Friday, August 31, 2012

Windows 8

I'm finding myself using a Mac more and more for professional purposes, which I thought I'd never do since so much of my software development work involved writing code for Microsoft platforms. Since I'm heavily invested in web application and service development, this is becoming less the case. Lately, I've been working with Node.js on the back end, and Angular.js on the front end. There's nothing Microsoft in the pipeline, and I'm becoming shockingly convinced that there's no need nor place for .NET. Like the good little whore of a language it is, Javascript is seducing me with a leering wink from the server side.

So OS X is a great environment for doing development work. In addition, I have all these older Macs lying around which I used to use as well-built Windows hardware. What I find (prepare to be shocked!) is that OS X works great on a Mac. What a discovery! What I really mean is that I get better performance from my tools over the long run. Things seem to stay cleaner rather than what everyone experiences with Windows in a long performance decline over time. Maybe this is the case with OS X, but I don't tend to install lots of productivity software on a Mac. Anyway, older Macs seem to work great for me, but I'm digressing.

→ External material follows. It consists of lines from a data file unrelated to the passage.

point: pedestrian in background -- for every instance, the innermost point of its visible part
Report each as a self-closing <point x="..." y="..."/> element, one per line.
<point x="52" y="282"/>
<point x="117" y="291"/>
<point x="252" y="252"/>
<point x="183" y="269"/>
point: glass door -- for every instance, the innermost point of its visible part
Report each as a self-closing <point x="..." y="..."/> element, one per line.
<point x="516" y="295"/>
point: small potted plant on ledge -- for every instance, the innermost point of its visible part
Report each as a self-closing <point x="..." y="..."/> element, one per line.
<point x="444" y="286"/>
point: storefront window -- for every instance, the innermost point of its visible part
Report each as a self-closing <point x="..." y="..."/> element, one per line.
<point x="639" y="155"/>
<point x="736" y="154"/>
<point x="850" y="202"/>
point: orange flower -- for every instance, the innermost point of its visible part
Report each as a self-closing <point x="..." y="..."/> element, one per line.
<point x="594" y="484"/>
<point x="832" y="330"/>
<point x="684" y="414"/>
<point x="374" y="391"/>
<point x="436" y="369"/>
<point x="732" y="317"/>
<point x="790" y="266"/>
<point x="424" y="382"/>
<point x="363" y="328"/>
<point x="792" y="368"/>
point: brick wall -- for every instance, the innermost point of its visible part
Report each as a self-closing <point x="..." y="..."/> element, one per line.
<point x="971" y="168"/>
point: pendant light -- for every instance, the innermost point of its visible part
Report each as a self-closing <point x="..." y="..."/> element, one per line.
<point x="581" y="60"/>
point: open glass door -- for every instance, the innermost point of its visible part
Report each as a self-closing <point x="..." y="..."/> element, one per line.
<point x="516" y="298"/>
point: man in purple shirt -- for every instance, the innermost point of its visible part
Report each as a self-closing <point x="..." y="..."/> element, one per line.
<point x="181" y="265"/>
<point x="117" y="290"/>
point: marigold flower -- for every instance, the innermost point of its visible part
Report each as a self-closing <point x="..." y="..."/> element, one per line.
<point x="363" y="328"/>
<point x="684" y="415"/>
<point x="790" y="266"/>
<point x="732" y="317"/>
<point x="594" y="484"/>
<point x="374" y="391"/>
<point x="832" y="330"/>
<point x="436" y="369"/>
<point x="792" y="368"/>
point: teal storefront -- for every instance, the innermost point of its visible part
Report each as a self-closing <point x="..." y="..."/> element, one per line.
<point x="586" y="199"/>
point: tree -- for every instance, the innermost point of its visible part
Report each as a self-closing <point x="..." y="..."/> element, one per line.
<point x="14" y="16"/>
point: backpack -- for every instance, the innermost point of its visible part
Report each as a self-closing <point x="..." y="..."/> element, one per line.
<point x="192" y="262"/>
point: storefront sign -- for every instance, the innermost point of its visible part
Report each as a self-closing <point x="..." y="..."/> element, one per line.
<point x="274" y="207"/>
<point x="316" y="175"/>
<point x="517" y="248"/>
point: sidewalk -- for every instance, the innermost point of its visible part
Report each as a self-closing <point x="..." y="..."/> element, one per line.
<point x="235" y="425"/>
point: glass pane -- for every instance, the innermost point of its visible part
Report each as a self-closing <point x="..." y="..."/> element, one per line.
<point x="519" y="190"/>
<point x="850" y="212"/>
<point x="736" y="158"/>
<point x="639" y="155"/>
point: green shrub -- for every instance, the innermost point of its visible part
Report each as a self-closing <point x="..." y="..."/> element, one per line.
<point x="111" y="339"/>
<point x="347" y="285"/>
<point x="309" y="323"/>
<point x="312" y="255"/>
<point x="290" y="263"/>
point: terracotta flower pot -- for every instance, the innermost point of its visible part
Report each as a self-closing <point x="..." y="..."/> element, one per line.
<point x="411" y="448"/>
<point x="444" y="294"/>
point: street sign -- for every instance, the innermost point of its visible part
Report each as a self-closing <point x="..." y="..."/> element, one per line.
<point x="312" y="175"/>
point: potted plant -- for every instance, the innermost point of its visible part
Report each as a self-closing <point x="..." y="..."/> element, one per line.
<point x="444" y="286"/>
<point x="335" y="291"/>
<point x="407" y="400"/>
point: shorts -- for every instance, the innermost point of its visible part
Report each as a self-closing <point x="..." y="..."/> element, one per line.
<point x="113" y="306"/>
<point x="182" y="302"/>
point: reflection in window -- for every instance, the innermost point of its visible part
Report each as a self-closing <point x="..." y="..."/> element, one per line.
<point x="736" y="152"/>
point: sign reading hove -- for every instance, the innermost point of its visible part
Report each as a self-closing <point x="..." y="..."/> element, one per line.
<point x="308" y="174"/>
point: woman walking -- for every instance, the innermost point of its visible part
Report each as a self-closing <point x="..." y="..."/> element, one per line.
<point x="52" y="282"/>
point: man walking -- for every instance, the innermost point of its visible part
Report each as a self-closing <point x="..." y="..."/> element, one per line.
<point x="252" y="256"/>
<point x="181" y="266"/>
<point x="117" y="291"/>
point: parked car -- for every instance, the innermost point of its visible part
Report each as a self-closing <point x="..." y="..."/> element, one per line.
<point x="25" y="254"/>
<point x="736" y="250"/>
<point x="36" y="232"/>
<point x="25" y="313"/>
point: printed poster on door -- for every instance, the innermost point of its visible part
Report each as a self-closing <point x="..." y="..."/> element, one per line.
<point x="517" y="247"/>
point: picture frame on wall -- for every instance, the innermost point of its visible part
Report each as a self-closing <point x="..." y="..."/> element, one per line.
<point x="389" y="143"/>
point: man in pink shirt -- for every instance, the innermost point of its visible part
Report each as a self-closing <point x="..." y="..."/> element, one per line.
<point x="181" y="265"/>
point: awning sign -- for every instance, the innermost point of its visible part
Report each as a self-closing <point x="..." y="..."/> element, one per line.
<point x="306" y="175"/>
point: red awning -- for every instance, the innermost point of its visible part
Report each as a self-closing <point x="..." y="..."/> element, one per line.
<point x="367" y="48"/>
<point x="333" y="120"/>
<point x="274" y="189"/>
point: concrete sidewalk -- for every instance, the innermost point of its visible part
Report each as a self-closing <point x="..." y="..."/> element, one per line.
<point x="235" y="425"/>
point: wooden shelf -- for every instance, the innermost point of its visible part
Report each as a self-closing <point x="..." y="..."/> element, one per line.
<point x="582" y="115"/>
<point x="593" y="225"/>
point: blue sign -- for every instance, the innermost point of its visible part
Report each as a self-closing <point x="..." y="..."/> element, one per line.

I've been waiting for Windows 8, wondering if I should upgrade my existing Windows machines and/or look into new Windows 8 hardware. What I'm finding is a growing reluctance to buy into the new OS. Everything I read about it suggests a kind of user experience set of hoops you have to jump through to be productive. I hear colleagues of mine saying the same thing. The root of my prejudice, though, is the Windows Phone, whose effort I applaud but whose interface I dislike. I've disliked it since the early days.

What bothers me about Windows 8 is that the primary motivation of the new UI (and one should really call it a bifurcated UI) is not to help me out and make life better for me as a user. Instead, the new UI seems motivated by marketing: it's a unification effort with the Windows Phone. In my opinion, Metro on the Windows Phone was an inspired effort to differentiate a user experience from competitors who had light-years worth of a head start in the market, but I never thought it was necessarily a better experience. Microsoft simply had to differentiate just to get in the game. I can concede the need for that paradigm shift on the phone, but it makes no sense to me for the desktop. Yes, you can debate the placement of tablets between the phone experience and the desktop, and the need for some sort of continuity in user experience. But when it comes to the desktop, Metro, or properly the Windows 8 UI, is not my cup of tea.

I never, ever installed Windows Vista. I was able to avoid mucking myself up in that disaster. For years I ran XP, and then gratefully upgraded to Windows 7, which I like (except for the idiocy of the name, which was surpassed in its idiocy only by Windows Phone 7). Names aside, I'm not wasting my time with an OS upgrade that provides no service to me. I don't see how Windows 8 on the desktop does anything but make my life more difficult. The desktop is not a phone, and it's usually not a tablet, either. In the case where I need a touch screen, then I want a user experience I like, and I do not like Metro. Worst of all, I do not like being shoe-horned into a marketing decision, and a desperate one at that, to break the current mold of touch-based user experiences. I recognize the need for Microsoft to have done so, but doing so and forcing me into it has lost me.

And thrown me into the arms of Apple where, after years of working on and with the Windows desktop shell, I never thought I'd be.